In patients with advanced heart failure and reduced ejection fraction (HFrEF), longstanding elevations in left heart filling pressures can result in pulmonary hypertension (PH) that, if severe, may preclude candidacy for heart transplantation. According to the 2016 International Society for Heart and Lung Transplantation listing criteria, PH may be a contraindication if the pulmonary artery (PA) systolic pressure is ≥ 50 mm Hg and either the transpulmonary gradient (TPG) is ≥ 15 or the pulmonary vascular resistance (PVR) is ≥ 3 Wood units.1 Diuresis, vasodilator therapy, and mechanical support (MCS) are often attempted to reverse PH with variable results. We report the novel use of angiotensin receptor-neprilysin inhibitor therapy for refractory PH in end-stage HFrEF patients awaiting heart transplantation. This study was approved by the Cedars-Sinai Medical Center Institutional Review Board, and the subjects gave informed consent for chart review.

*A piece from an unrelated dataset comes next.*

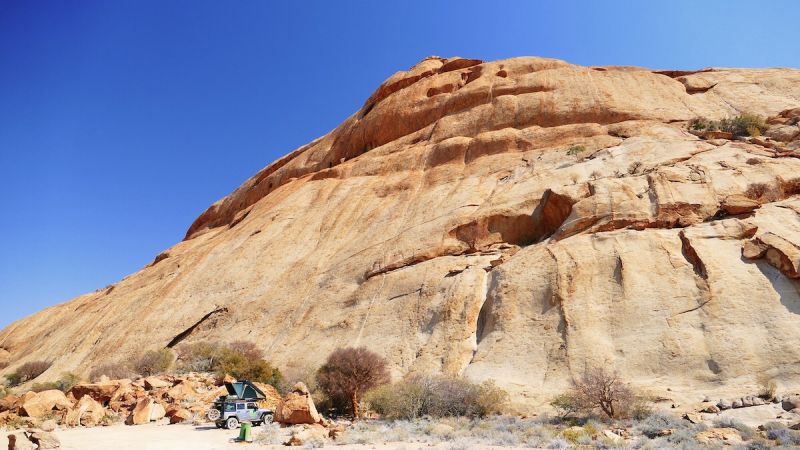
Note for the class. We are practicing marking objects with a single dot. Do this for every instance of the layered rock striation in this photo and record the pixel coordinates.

Five patients with HFrEF presented with inotrope-dependent heart failure for heart transplantation evaluation (Figure 1; Panel C). All patients had pulmonary artery catheter monitoring while receiving therapy with two or more intravenous inotropic agents titrated to cardiac index > 2.0 L/min/m2. Diuresis was titrated to right atrial pressure <10 mmHg and PA diastolic pressure < 20 mmHg. PA diastolic pressure was used as a surrogate for pulmonary capillary wedge pressure (PCWP) as our institutional policy in patients with indwelling PA catheters is to minimize repeated PA balloon inflation to prevent potential PA injury. At the time of initial PA catheter placement, when PCWP measurement was performed, the PA diastolic pressure was higher than the PCWP by 2–11 mmHg.
Figure 1.
Hemodynamic changes in response to ARNI treatment in patients with end-stage HFrEF awaiting transplant. A, Pulmonary artery catheter monitoring measures in pre- and post-ARNI and post-heart transplantation. B, Favorable transitions across and along Starling curve schematics. C, Summary of patient characteristics. Echocardiographic parameters were obtained from initial admission echocardiogram, and hemodynamic measurements were obtained on initial placement on pulmonary artery catheter. Abbreviations: PASP, pulmonary artery systolic pressure; PADP, pulmonary artery diastolic pressure; RAP, right atrial pressure; MAP, mean arterial pressure; CI, cardiac index; PVR, pulmonary vascular resistance (calculated using PA diastolic pressure as surrogate for PCWP due to unavailability of regular PCWP measurements, except for post-transplant value); ARNI, angiotensin receptor-neprilysin inhibitor; ICM, ischemic cardiomyopathy; NICM, nonischemic cardiomyopathy; LVEF, left ventricular ejection fraction.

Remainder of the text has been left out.